Hereʼs a draft of the signature I made:

Signature-Draft
Figure 18. Signature draft.

Letʼs walk through how the Suricata rule is crafted to catch this type of exfiltration.

1. Header Matching: Subject, PC Name, and VIP Recovery

We begin by looking for indicators in the Subject line. This field carries key metadata, such as the infected PC Name and a suspicious tag: VIP Recovery. The rule below scans for:

  • "Subject:" (case-insensitive),
  • "Pc Name:" right after,
  • And the keyword format. "| / VIP Recovery" — which appears to be part of a signature-like format.
  • content:"Subject|3a|"; nocase;
  • content:"Pc Name|3a|"; distance:0;
  • content:"|7c| |2f| VIP Recovery"; fast_pattern;
  • "Subject|3a|" and "Pc Name |3a|" match the respective labels.
  • The third pattern matches the visual structure "| / VIP Recovery"
  • "fast_pattern" enables Suricata to efficiently index the content for quick scanning.

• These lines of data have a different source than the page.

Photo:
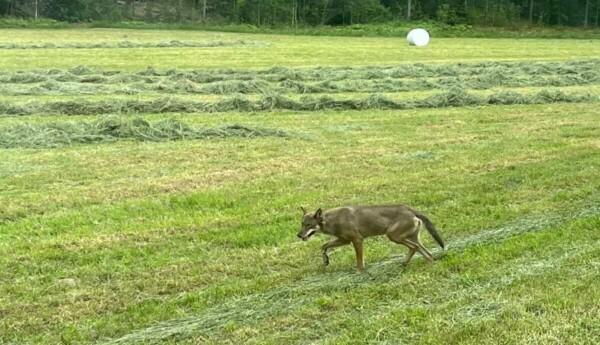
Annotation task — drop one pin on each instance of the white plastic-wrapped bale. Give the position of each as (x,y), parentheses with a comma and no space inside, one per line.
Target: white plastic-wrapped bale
(418,37)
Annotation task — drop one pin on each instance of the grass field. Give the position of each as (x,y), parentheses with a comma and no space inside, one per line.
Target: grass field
(150,184)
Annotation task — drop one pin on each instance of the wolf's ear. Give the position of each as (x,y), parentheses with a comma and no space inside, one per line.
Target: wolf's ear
(318,214)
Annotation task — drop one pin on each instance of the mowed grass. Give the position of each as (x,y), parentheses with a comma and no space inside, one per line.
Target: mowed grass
(193,241)
(277,50)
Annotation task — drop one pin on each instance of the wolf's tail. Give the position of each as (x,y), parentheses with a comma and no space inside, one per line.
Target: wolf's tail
(431,228)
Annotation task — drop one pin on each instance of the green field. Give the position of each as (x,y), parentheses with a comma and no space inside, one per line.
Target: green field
(150,184)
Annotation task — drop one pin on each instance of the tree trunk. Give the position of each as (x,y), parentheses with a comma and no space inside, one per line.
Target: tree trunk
(487,9)
(324,15)
(530,11)
(597,11)
(587,13)
(258,14)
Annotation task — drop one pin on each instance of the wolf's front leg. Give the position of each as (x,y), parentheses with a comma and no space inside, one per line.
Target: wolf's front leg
(329,245)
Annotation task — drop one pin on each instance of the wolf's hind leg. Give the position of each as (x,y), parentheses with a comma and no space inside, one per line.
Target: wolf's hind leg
(329,245)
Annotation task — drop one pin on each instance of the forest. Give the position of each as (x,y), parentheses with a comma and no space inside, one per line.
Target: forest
(507,13)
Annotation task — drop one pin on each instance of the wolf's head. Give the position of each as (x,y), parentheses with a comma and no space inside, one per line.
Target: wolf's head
(311,224)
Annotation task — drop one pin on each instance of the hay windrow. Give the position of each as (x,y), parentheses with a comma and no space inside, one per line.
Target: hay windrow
(453,98)
(115,128)
(306,81)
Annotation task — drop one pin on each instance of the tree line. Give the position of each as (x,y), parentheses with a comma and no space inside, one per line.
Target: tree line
(313,12)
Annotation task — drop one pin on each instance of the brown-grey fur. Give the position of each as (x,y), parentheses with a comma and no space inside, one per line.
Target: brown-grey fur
(352,224)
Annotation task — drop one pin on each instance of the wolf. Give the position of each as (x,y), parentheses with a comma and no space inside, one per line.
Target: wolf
(352,224)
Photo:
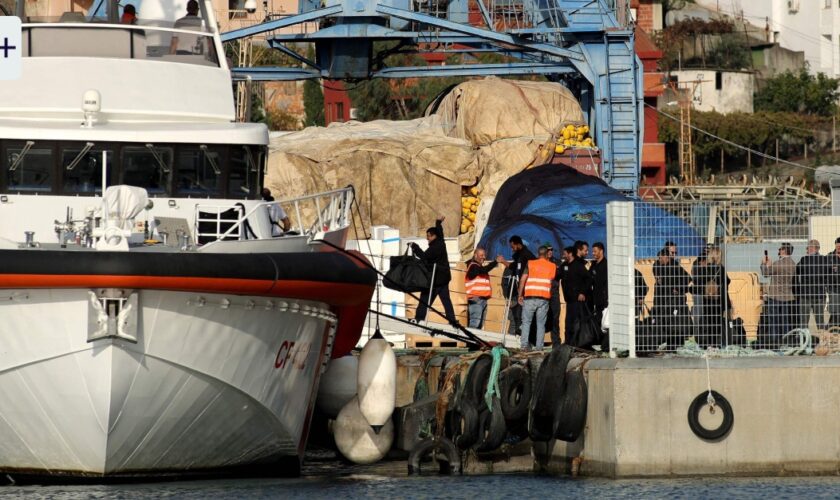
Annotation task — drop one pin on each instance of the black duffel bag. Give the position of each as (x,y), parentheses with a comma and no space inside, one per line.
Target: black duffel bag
(407,274)
(585,331)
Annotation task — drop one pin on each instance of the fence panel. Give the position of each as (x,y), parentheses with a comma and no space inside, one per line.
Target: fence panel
(620,275)
(739,275)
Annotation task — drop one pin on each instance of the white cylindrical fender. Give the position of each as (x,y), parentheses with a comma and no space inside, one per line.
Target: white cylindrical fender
(338,385)
(376,384)
(356,440)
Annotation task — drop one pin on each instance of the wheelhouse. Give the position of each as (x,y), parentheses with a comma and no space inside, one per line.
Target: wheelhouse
(172,170)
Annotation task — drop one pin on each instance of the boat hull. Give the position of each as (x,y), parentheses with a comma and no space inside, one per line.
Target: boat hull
(213,381)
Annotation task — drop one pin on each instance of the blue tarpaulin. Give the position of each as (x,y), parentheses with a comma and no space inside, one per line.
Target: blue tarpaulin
(558,205)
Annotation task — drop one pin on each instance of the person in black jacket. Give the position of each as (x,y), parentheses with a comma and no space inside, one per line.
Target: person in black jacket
(437,261)
(510,279)
(670,307)
(598,270)
(711,287)
(577,288)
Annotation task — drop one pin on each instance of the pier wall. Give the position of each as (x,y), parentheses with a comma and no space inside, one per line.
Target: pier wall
(786,418)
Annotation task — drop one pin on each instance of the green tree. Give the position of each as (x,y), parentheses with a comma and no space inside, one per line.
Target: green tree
(798,93)
(313,103)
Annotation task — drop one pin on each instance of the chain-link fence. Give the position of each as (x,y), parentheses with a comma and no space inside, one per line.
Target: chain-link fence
(733,275)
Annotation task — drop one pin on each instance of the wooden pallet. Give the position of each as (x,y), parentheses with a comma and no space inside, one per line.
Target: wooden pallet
(415,341)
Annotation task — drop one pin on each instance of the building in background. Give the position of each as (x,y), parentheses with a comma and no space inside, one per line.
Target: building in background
(724,91)
(808,26)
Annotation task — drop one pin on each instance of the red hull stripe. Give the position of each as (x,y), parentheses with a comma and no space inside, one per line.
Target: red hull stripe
(337,294)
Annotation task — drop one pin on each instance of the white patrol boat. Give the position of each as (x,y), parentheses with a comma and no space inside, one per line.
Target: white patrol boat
(149,322)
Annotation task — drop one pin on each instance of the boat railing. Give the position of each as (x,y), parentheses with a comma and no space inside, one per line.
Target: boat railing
(121,41)
(327,211)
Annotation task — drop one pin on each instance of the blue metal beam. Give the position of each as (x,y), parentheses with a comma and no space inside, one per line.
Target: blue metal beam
(291,53)
(94,8)
(473,70)
(282,23)
(269,74)
(477,32)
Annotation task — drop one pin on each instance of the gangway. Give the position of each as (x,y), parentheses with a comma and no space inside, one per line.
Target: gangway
(586,44)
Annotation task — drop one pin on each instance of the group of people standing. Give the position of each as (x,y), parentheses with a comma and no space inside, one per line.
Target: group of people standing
(532,284)
(708,285)
(795,292)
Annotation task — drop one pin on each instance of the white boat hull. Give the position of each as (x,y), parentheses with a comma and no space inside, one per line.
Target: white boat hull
(207,385)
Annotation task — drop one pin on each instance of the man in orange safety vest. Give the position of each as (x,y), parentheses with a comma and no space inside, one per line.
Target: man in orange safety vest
(534,293)
(477,286)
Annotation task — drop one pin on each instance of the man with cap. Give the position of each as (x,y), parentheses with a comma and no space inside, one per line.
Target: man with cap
(577,289)
(832,283)
(598,270)
(510,278)
(779,300)
(534,293)
(809,288)
(553,322)
(477,287)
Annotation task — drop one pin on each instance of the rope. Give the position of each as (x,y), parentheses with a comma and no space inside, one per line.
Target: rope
(493,381)
(473,339)
(710,400)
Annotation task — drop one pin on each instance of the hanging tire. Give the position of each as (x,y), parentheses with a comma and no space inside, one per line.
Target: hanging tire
(548,390)
(431,447)
(491,428)
(721,404)
(570,415)
(540,427)
(515,389)
(475,384)
(549,385)
(462,424)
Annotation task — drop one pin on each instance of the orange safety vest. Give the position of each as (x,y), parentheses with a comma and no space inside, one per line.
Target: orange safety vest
(478,286)
(540,274)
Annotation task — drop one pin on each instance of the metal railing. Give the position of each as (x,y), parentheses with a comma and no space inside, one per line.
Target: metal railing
(328,211)
(738,278)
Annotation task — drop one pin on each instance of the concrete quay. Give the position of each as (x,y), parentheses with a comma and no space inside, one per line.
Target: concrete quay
(786,419)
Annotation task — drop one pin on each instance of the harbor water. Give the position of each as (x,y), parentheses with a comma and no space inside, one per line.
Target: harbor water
(389,480)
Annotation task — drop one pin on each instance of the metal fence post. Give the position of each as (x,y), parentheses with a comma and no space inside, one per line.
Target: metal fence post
(621,275)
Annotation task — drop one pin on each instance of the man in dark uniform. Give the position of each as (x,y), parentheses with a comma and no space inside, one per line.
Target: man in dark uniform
(510,279)
(598,270)
(832,283)
(578,287)
(437,260)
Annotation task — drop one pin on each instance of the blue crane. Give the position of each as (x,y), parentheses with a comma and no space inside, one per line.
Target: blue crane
(577,42)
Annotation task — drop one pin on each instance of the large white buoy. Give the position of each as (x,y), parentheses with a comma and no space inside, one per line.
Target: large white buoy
(338,385)
(355,438)
(376,384)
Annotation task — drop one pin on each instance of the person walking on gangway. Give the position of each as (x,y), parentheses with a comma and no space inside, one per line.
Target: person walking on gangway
(511,277)
(437,262)
(477,286)
(534,293)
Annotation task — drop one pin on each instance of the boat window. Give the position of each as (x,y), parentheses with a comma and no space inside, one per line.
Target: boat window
(64,28)
(147,167)
(29,167)
(243,174)
(82,168)
(198,171)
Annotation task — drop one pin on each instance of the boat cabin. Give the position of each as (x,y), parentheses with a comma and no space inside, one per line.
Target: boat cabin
(75,168)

This entire structure is an excellent indicator of an attacker tagging the system or session with something recognizable for them, such as a “VIP Recoveryˮ tag.

2. Content-Transfer-Encoding: base64 as an Anchor

The "Content-Transfer-Encoding" field of the email header shows that this content is encoded in Base64. This is a critical point of detection because attackers often use Base64 to hide plaintext data during exfiltration.

The rule matches this field like so:

content:"base64|0d 0a 0d 0a|"; distance:0;

This looks for the string "base64" followed by two newline sequences (\r\n\r\n), which signals the end of headers and the start of the encoded body.

It's a strong anchor — once we hit this point, we can assume any data afterward is Base64 and can begin decoding.

3. Decoding and Matching the Payload

At this point, we decode the Base64 data — but only a portion of it. Why?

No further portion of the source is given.